El arquitecto japonés Toyo Ito ha diseñado el Estadio de los Juegos Mundiales para la ciudad de Kaohsiung, en el sur de Taiwán, elegida para albergar la octava edición de los Juegos Mundiales de 2009. Aunque el fútbol no es considerado juego olímpico el Estadio de los Juegos Mundiales ha tenido previsto albergar bastantes partidos de los equipos nacionales de Taiwán/China tras la competición mundial.
El estadio caracteriza la temible pista de atletismo, más que hacer un marco para ella, y se abastece con su auto-suficiente sistema de energía solar. Si el estadio recibe suficiente luz solar es capaz de proveer el 80% de la energía necesaria mientras alberga los eventos y de abastecer de un excedente que será devuelto al municipio cuando no halla ningún evento. Este es un enorme paso hacia delante; el estadio aprovecha la enorme superficie de las cubiertas junto con el enorme potencial de la energía solar. El estadio de Kaohsiung no es el primero en el mundo que toma ventaja de la superficie de su cubierta para uso solar, el Parque St-Jakob de Basel, es también un ejemplo.

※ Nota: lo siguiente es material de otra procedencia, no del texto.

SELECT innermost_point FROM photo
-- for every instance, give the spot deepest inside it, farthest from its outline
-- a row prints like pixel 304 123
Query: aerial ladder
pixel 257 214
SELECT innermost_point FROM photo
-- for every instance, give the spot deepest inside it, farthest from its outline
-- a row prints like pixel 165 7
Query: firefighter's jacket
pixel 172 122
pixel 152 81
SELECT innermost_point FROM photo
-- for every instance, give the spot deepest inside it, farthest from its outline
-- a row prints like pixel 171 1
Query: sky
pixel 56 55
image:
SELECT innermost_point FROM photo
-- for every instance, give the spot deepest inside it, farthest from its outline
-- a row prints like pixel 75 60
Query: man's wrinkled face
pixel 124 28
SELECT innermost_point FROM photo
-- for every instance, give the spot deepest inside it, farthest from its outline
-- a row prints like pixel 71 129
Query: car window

El diseño innovador de la marquesina que cubre el graderío rompe con la típica forma oval de los estadios para abrir su espacio interior, a la vez que crea una gran plaza de entrada y enmarca la avenida que lleva a los espectadores desde la ciudad.
El innovador arquitecto japonés Toyo Ito ha proyectado bastantes edificios notables a lo largo del este y del sureste de Asia. Funcionando como ha sido planeado, el estadio contrasta enormemente con el concepto de muchos estadios encumbrados como el Estadio Edward Jones en San Luís, que puntualiza el paisaje americano. El proyecto de Toyo Ito puede servir como una revulsiva llamada al cambio para los arquitectos y promotores occidentales.